Introduction to machine learning for security analysts
Slides: https://www.slideshare.net/GTKlondike/machine-learning-for-security-analysts-149291369
This workshop is intented to be interactive. Checkout the Google Colab links below to work with the code for this workshop:
-
Spam filter using Scikit-Learn Workbook https://colab.research.google.com/drive/1CA82qL46XIGhkw0eOi3c0whNTvwaXwZy
- Workbook Answers - https://colab.research.google.com/drive/17ABiBU43E9RVIN2pN98W6U2Fieq6P24C
-
Malicious URL predictor Workbook https://colab.research.google.com/drive/1FMWMdHsj8UPXtcb7rOmGK5VnnMUndEJV
- Workbook Answers - https://colab.research.google.com/drive/1ghSk9F-Cz_A0B5M0LqUNi2atSZUp-c2q
-
Spam filter using Naive Bayes Workbook https://colab.research.google.com/drive/1Lo50HKGLSNDoJWITDGJtPSrGosRqTi_3
- Workbook Answers - https://colab.research.google.com/drive/1DuNHY65n9v3Mi11A57N5HaJTzMAFIq1i
The narrative across the first two demos is to build and evaluate machine learning models using the techniques described in the presentation. By building a spam filter, we will demonstrate how abstraction libraries like Scikit-Learn makes building and training models even easier by showing the plug-and-play of nature of the library.

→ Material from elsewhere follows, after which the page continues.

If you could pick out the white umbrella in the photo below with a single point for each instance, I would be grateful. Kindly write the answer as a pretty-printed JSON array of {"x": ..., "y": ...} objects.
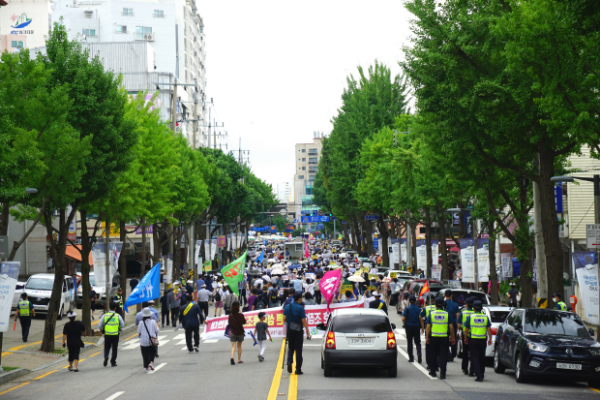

Then, we will use the exact same techniques to build a malicious URL predictor.
Finally, we will use the equations from the slides to rebuild a Multinomial Naive Bayes spam filter, but this time without the help of an abstraction library.
The added benefit of having these demos on Google Colab is that it allows people to take the code home and look at what it's doing, in an interactive browser session. Alternatively, this Github repository may be used with https://mybinder.org to interact with the notebooks in a live environment.